Data Sharing with Endogenous Choices over Differential Privacy Levels
Raef Bassily, Kate Donahue, Diptangshu Sen, Annuo Zhao, Juba Ziani
TL;DR
This paper models decentralized data sharing under differential privacy where agents incur heterogeneous privacy costs and choose both participation and privacy levels endogenously. It introduces two stability notions (Nash and robust) and compares fully decentralized outcomes to a centralized social optimum benchmark, deriving closed-form solutions for centralization and analyzing equilibrium existence and structure under various privacy-cost regimes parameterized by $\alpha$. The results show that decentralization can yield nontrivial accuracy improvements only when privacy costs decrease sufficiently with coalition size ( $\alpha< -\tfrac{1}{2}$ ), but even then efficiency losses persist due to overly conservative privacy choices and stability constraints.
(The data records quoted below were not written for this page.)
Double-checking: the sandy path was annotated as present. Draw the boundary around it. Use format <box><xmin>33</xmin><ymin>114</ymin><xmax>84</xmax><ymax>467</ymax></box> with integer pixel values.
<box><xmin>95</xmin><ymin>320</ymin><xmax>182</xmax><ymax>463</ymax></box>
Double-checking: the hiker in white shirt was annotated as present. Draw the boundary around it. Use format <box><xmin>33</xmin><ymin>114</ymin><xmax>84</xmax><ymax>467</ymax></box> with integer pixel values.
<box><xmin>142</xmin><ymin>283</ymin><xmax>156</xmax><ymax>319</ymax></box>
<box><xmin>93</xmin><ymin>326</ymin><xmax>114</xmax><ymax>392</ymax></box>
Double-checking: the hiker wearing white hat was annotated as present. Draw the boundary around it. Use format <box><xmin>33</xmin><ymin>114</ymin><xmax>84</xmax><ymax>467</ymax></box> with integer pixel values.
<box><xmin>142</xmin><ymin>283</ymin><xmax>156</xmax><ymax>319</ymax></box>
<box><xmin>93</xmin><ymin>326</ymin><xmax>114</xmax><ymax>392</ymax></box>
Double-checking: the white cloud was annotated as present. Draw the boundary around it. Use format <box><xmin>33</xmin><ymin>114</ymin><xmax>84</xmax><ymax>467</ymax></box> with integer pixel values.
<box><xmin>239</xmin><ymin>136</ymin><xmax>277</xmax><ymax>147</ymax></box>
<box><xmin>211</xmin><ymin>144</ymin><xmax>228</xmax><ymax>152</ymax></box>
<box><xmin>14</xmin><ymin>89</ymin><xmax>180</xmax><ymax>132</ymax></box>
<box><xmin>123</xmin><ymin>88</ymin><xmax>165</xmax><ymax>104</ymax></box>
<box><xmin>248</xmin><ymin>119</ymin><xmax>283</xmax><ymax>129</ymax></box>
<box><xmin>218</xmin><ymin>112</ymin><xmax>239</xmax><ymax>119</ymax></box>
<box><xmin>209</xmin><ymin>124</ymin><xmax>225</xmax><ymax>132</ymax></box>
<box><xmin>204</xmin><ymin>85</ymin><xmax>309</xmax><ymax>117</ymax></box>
The work provides explicit bounds on the Price of Stability for social cost and estimator variance and highlights fundamental trade-offs between decentralization, privacy, coalition size, and estimator accuracy with implications for data cooperatives and privacy-aware data sharing platforms.
Abstract
We study coalition formation for data sharing under differential privacy when agents have heterogeneous privacy costs. Each agent holds a sensitive data point and decides whether to participate in a data-sharing coalition and how much noise to add to their data. Privacy choices induce a fundamental trade-off: higher privacy reduces individual data-sharing costs but degrades data utility and statistical accuracy for the coalition. These choices generate externalities across agents, making both participation and privacy levels strategic. Our goal is to understand which coalitions are stable, how privacy choices shape equilibrium outcomes, and how decentralized data sharing compares to a centralized, socially optimal benchmark. We provide a comprehensive equilibrium analysis across a broad range of privacy-cost regimes, from decreasing costs (e.g., privacy amplification from pooling data) to increasing costs (e.g., greater exposure to privacy attacks in larger coalitions). We first characterize Nash equilibrium coalitions with endogenous privacy levels and show that equilibria may fail to exist and can be non-monotonic in problem parameters. We also introduce a weaker equilibrium notion called robust equilibrium (that allows more widespread equilibrium existence by equipping existing players in the coalition with the power to prevent or veto external players from joining) and fully characterize such equilibria. Finally, we analyze, for both Nash and robust equilibria, the efficiency relative to the social optimum in terms of social welfare and estimator accuracy. We derive bounds that depend sharply on the number of players, properties of the cost profile and how privacy costs scale with coalition size.